Luckily we can skip most of these by using ssh master connections. Just add this to the top of your ~/.ssh/config:
ControlMaster auto ControlPath /tmp/ssh_mux_%h_%p_%r
Now as long you have an ssh connection open to github.com it will be reused when starting a new ssh session. But how do we keep a connection open to github.com since they don’t give you shell access. Well, we know from experience that when doing a long `git pull` it must be keeping the git/ssh session open for a while. So worst case, we could just continually do long `git pull`s in the background. But there’s gotta be a better way. Maybe starting a push but never sending any data will keep the session open indefinitely. How do we test this? First we need to find out what command git actually sends when doing a push. Let’s be lazy and not RTFM, but experiment instead.
The command pointed to in the GIT_SSH env var will be used instead of `ssh` if it is set. So let’s make a little script which writes the arguments passed to it to a file:
$ cat > git_out.rb
#!/usr/bin/env ruby
File.write("/tmp/git.txt", ARGV*" ")
$ chmod +x !$
$ GIT_SSH=./git_out.rb git push
fatal: The remote end hung up unexpectedly
$ cat /tmp/git.txt
git@github.com git-receive-pack 'coderrr/test.git'
Now let’s see what happens if we call `ssh git@github.com git-receive-pack coderrr/test.git` ourselves:
$ ssh git@github.com git-receive-pack coderrr/test 007ac836660a1d498131a934badab139fc0d347d2c29 refs/heads/master report-status delete-refs side-band-64k ofs-delta 003e4e454cba21ca64b1eda7d4042c9f86abf3987e8b refs/heads/stats ... 0000
The connection stays open! Now let’s check how fast `git push` is with our 1000ms latency.

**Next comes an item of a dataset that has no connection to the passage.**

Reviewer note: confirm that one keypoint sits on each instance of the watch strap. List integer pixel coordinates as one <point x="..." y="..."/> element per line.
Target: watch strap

$ time git push Everything up-to-date real 0m3.906s
Close the ssh connection and try again:
$ time git push Everything up-to-date real 0m23.402s
Down to 4 seconds from 23, not bad.
You can also use autossh to make sure the ssh connection reconnects in case it drops.
While this won’t be so useful for people in the US who have RTT to github of <50ms it can be very helpful for people in other countries where the RTTs are regularly more than 250ms.
Further investigation could include checking how long GitHub allows the git-receive-pack connection to remain open and possibly very slowly sending valid git protocol data into the git-receive-pack ssh connection to keep it open for longer periods of time.
Ethical implications of this are left as an exercise to the reader.